Quand je dis que je vais marcher 20 minutes pour aller quelque part, je me fais toujours regarder comme si j'avais annoncé mon départ à la nage pour l'Europe. « Si je pars maintenant, j'arrive à temps pour le pastis! »
On me proposera alors immédiatement et à de multiples reprises un lift, pour être vraiment certain que j'ai vraiment l'intention de vraiment marcher. Oui, oui. Je VEUX marcher. Même que 20 minutes, c'est rien. Je me fais parfois aller le mollet pendant 60 ou 90 minutes. Ça vous semble excessif? Pourtant, je connais des milliers de personnes qui restent pognées deux heures dans le trafic chaque jour, et personne ne les trouve bizarres.
On parle souvent de l'impact du téléphone intelligent ou des réseaux sociaux sur notre cerveau. Je serais pour ma part curieux d'une étude sur l'impact de la voiture sur le cerveau humain. On dirait que la machine change radicalement notre manière de voir le monde, voire crée une dépendance.
Je me souviens du moment, en 2005, où l'essence s'est mise à coûter plus que 99 sous le litre. Dans les nouvelles, on parlait de la « barre psychologique du dollar ». Cette barre a été franchie et même oblitérée depuis. Alors? Comment se porte votre psychologie?
Ce « choc pétrolier » n'aura pas suffi à ce qu'on installe des trottoirs en banlieue, ou qu'on rende le transport en commun gratuit. Même que, le plus souvent, ce qui pourrait aider à s'émanciper du moteur est vu comme une « guerre à l'auto ». Le genre d'expression qui demande des cabrioles assez intenses aux neurones, parce que s'il y a vraiment une guerre à l'auto, le gagnant semble assez clair.
En 2001, il y avait 3,5 millions de véhicules automobiles au Québec, soit 476 bolides par 1 000 habitants. En 2021, on était rendus à presque 5 millions, pour un ratio de 580 bazous par 1 000 têtes de pipe. Cette tendance nous a permis de battre en 2023 le record du plus grand nombre de véhicules à essence sur les routes du Québec.
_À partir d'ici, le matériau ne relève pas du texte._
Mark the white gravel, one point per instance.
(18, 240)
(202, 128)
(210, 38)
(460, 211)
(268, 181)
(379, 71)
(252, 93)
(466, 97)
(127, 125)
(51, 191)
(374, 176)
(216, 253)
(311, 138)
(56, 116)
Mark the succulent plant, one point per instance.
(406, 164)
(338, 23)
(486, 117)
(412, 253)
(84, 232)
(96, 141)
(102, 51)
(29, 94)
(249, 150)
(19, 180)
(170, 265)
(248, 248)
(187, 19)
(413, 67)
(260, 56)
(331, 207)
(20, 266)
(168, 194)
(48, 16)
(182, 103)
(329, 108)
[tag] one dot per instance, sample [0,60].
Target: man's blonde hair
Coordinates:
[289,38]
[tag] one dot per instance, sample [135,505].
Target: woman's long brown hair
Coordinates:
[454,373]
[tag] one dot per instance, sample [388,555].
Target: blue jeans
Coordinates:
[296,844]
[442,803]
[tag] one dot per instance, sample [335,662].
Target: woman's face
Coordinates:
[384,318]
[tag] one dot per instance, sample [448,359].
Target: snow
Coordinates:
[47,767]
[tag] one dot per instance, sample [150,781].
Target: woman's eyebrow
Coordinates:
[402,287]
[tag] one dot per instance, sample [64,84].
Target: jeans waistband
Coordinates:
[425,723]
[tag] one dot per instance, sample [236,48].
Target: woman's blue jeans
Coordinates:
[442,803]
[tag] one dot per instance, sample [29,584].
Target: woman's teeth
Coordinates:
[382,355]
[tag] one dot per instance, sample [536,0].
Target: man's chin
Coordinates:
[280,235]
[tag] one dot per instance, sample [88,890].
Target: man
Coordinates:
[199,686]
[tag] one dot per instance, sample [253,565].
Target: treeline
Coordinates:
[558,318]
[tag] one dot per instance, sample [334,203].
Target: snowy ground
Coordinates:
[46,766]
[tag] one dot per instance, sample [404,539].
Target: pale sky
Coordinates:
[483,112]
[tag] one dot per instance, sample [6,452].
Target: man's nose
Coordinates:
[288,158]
Hourra?
On a beau présenter Montréal comme étant tombée aux mains des commandos cyclistes à la solde du puissant lobby de l'Internationale socialiste du guidon, la réalité est que 73,8 % de l'espace de voirie est consacrée à la voiture, contre… 1,3 % au vélo.
Dans la guerre à l'auto, la voiture est un tank (parfois littéralement, avec les véhicules toujours plus gros qu'on nous vend), et les autres moyens de transport sont des lance-pierres.
Ce n'est pas la première fois que je parle du sujet en public, alors je sais à quoi ressemblent les courriels courroucés qui s'écrivent en ce moment. J'ai même mis mon casque (de vélo) pour me protéger des roches qu'on va me lancer.
Oui, je sais : vous avez absolument besoin d'une voiture parce que vous avez huit enfants, qu'il n'y a pas d'autobus à Matagami et qu'en plus, vous prenez soin de votre vieille mère qui vient de se faire opérer à la hanche. Soit. La voiture est un besoin pour vous.
Mais vous savez ce qui serait bien? Qu'il y ait moins de monde sur les routes pour que VOUS, qui n'avez pas le choix, ne soyez plus pris dans le trafic. Pour que VOUS puissiez rouler sur des routes en meilleur état. Le mirage du « tout à l'auto » vous fait militer contre vos propres intérêts.
Quant aux autres qui ont l'impression qu'on s'en prend à eux personnellement quand on évoque le besoin de moins dépendre de l'automobile, puis-je leur proposer d'aller faire une marche? Rien de long. Une vingtaine de minutes, ça suffit à aérer l'esprit.